A exposição reúne as produções artísticas confeccionadas por Vik Muniz, produzidas entre 1987 e os dias atuais, incluindo esculturas, fotografias, instalações e trabalhos inéditos criados especialmente para a edição carioca da mostra, num total de 220 obras.

A curadoria é de Daniel Rangel, que selecionou as produções mais pertinentes do artista, entre inéditas, restauradas e recriadas em novas versões, localizando-as no âmbito de suas respectivas séries, fato que facilita a compreensão das obras e o entendimento da exposição. Portanto, a mostra é percorrida com todas as explicações necessárias, deixando transparecer um caráter didático e possibilitando ao público a imersão no universo criativo do artista.

A exposição inicia no térreo, no hall de entrada do edifício.

Visualizamos, suspensa, “Tropeognathus mesembrinus” (2026), da série Museu de Cinzas, réplica do fóssil de um pterossauro feita a partir de cinzas recolhidas dentro do prédio do Museu Nacional incendiado. Criativa e original.

E a obra “Medusa Marinara”, exposta sob o piso. Trata-se de uma obra instigante e reflexiva, uma leitura interpretativa do mito grego por um artista visual. Ela foi desenhada com spaghetti ao molho de tomate.

Por sua vez, no hall da bilheteria, visualizamos a obra “Ferrari Berlinetta” (2014), da série Veículos Mnemônicos (2014-2026), réplica dos carrinhos da marca Matchbox em escala humana. Arte de memória.

Ao entrarmos nas galerias do primeiro andar, o que observamos são produções marcadas pela criatividade, inquietude e ousadia.
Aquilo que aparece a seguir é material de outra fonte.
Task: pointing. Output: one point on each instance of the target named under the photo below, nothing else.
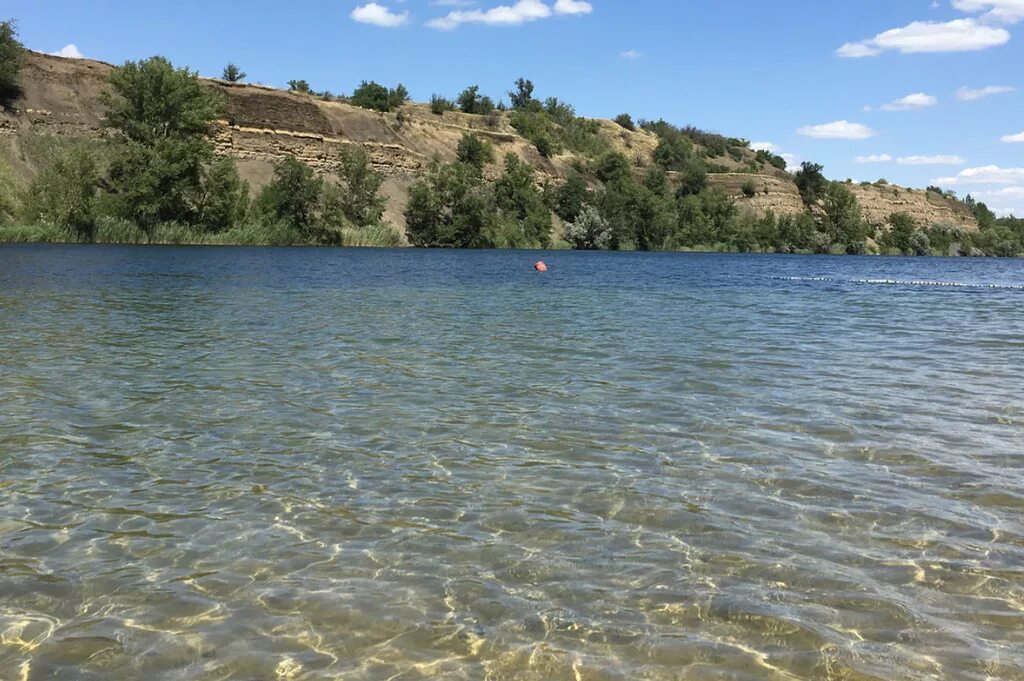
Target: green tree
(160, 116)
(293, 197)
(626, 121)
(517, 197)
(589, 231)
(522, 95)
(439, 104)
(570, 198)
(810, 181)
(225, 201)
(65, 194)
(474, 152)
(449, 207)
(232, 74)
(842, 220)
(359, 184)
(11, 56)
(372, 95)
As produções artísticas de Vik Muniz são criativas, primam pela originalidade, apresentam diversidade de formas e escalas, utilizam materiais alternativos como matéria artística (açúcar, chocolate, feijão, caviar, pasta de amendoim e geleia, papel recortado, diamantes, brinquedos de plástico, revistas, tinta, notas de dólares inutilizadas, bem como de reais, cartões-postais, restos de impressões fotográficas, lixo, resíduos da rua, sucata, cinzas de incêndio e células vivas), estimulam o pensamento, são poéticas, bem-humoradas, coloridas, questionadoras, reflexivas, políticas, provocativas, encantadoras, impactantes, exploram a tensão entre memória individual e coletiva e são contemporâneas.

No nosso ponto de vista, ganham destaque a série Capital (2024), em que as produções são feitas a partir de notas de vinte dólares inutilizadas, como Águia da Cabeça Branca (2024) e Bisão Americano (2024). Predominam os tons branco e preto.

E a série Dinheiro Vivo (2022/2024), que utiliza fragmentos de papel-moeda (real) para a criação das obras. Visualizamos Estrada da Matriz de Várzea, a partir de Telles Junior (2024), e Mata Reduzida Carvão, a partir de Félix Taunay (2022). A paleta de cores assume a tonalidade característica das notas de real.

Em ambas, visualizamos obras expandidas, em escalas monumentais.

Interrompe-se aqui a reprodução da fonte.